前漢紀前漢孝武皇帝紀六 後元二年 前87年

後事の託と幼主の即位

  • 春正月、甘泉宮で諸侯王と宗室の朝見を受け、宗室に賜与した。
  • 二月、盩厔の五祚宮に行幸した。武帝の病が重くなり、侍中光禄大夫の霍光が後継を尋ねた。武帝は「そなたは先に与えた絵の意味がまだ分からぬのか。末子を立て、そなたは周公の事を行え」と言った。これに先立ち武帝は、周公が成王を輔けて諸侯の朝を受ける図を描かせて霍光に賜っていたのである。
  • 霍光は頭を地につけて辞し、「臣は金日磾に及びません」と言った。金日磾は「臣は外国の人です。それでは匈奴に漢を軽んじさせることになりましょう」と言った。
  • 三月乙卯、光禄大夫の霍光を司馬大将軍に、金日磾を車騎将軍に、太僕の上官桀を左将軍に、搜粟都尉の桑弘羊を御史大夫に拝した。
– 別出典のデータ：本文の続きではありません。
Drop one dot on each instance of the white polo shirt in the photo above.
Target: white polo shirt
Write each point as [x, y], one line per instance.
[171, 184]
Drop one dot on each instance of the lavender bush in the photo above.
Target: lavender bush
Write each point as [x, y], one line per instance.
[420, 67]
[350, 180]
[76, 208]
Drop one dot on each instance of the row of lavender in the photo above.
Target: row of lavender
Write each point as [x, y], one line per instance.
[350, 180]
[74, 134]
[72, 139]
いずれも病床の下で任じられ、丞相の田千秋とともに遺詔を受けて幼主を輔佐することとなった。
  • 燕王の劉旦、広陵王の劉胥はいずれも過失が多く、後嗣とはされなかった。
  • 末子の劉弗陵は鉤弋夫人の趙婕妤の子である。はじめ武帝が巡狩して河間を過ぎたとき、望気の術者が「この邑の中に非凡な女の気があります」と言った。武帝が召し寄せると、その女は両手が握られたままだった。武帝が自ら手を撫でると、たちまち開いた。これによって捲夫人と号し、鉤弋宮に住んで大いに寵愛された。身ごもって十四か月で子を生んだ。武帝は「昔、堯は十四か月で生まれた。鉤弋の子もまた同じだ」と言い、生まれた門を堯母門と名づけた。
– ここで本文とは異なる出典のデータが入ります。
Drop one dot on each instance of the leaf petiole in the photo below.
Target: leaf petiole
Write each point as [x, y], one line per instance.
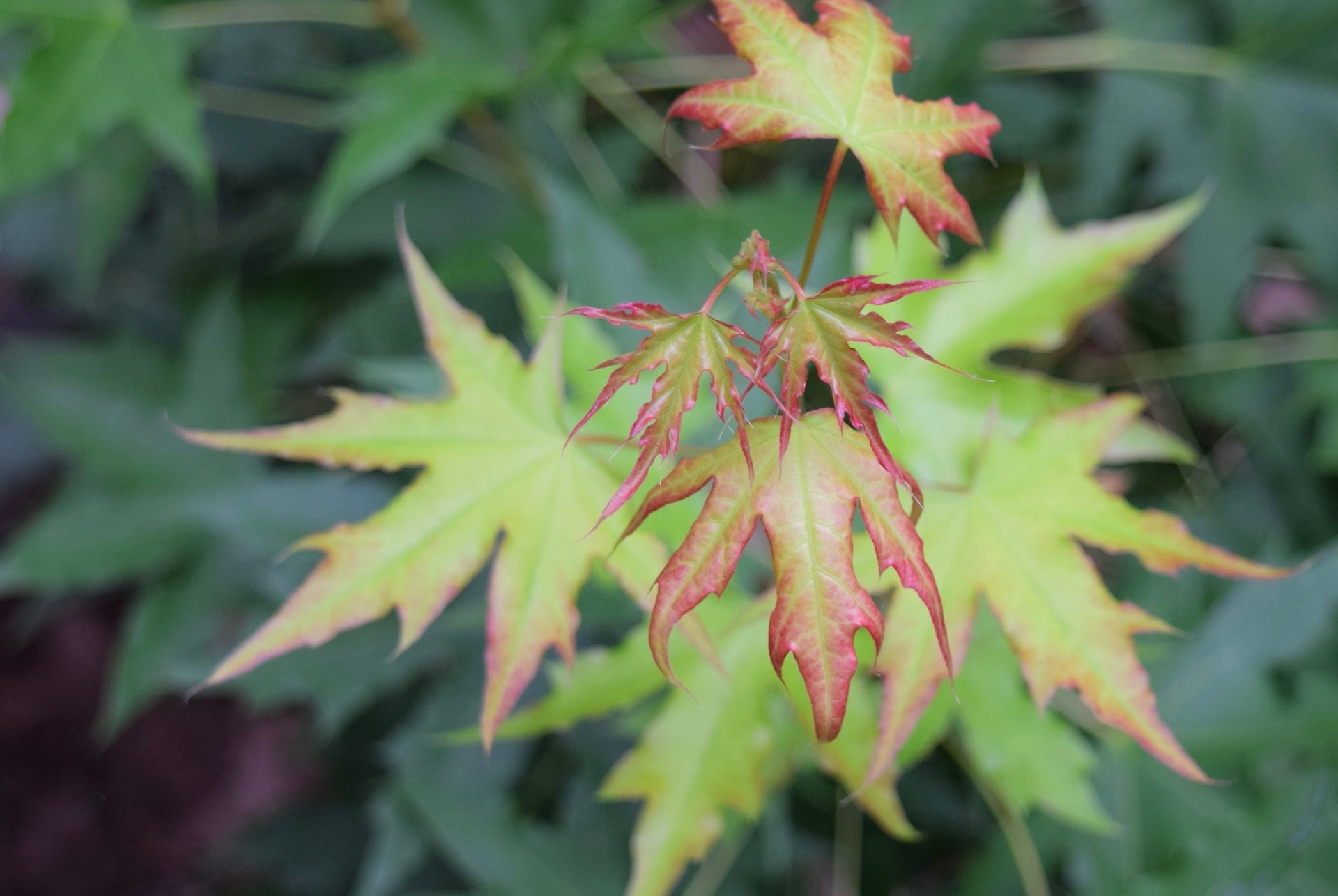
[833, 170]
  • はじめ武帝は鉤弋の子を太子に立てようとしたが、母が若く、女主が政を執ることになるのを心配していた。たまたま鉤弋に過ちがあったので譴責し、憂えのうちに死なせた。
  • 乙酉、皇子の劉弗陵を皇太子に立てた。
  • 丁丑、帝は五祚宮で崩じ、未央宮に入れて殯した。

史論(讃曰)

  • 『本紀』に言う。漢は百王の弊を承け、高祖が乱を収めて正に戻し、文帝・景帝は民を養うことに努めたが、古を稽え礼と文を整えることについてはなお欠けるところが多かった。
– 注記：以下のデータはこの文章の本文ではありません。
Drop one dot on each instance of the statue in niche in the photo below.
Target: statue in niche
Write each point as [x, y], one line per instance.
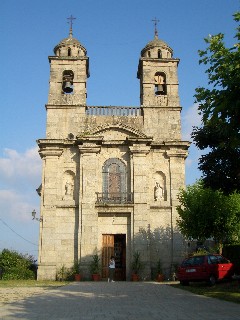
[158, 192]
[68, 190]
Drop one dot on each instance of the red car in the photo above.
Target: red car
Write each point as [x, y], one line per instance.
[210, 268]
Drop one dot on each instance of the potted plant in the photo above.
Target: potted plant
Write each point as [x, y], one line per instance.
[76, 270]
[160, 276]
[95, 267]
[137, 266]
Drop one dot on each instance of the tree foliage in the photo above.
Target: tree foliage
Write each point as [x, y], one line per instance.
[219, 107]
[16, 266]
[205, 213]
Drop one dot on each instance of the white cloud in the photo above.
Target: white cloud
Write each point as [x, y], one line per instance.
[190, 118]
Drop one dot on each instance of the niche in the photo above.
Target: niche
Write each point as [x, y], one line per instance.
[160, 84]
[67, 81]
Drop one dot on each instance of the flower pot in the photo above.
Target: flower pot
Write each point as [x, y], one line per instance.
[160, 277]
[96, 277]
[135, 277]
[77, 277]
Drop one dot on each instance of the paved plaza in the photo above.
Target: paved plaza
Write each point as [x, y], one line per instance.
[119, 300]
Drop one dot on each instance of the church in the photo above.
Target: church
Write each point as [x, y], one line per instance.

  • 孝武は即位すると、断然として百家を退け六芸を顕彰し、海内に人材を諮って俊才を挙げ、功業を興した。太学を立て、郊祀を修め、正朔を改め、暦数を定め、音律を調え、礼楽を作り、封禅を建て、百神を礼し、国の典章を継ぎ、号令を発した。その文章は燦然として述べるに足り、後嗣はその大業を承けて三代の風があった。
  • 武帝ほどの雄才大略をもちながら、文帝の恭倹を改めずに民を救っていたなら、『詩』『書』に称えられる聖王とても、これに何を加えられただろうか。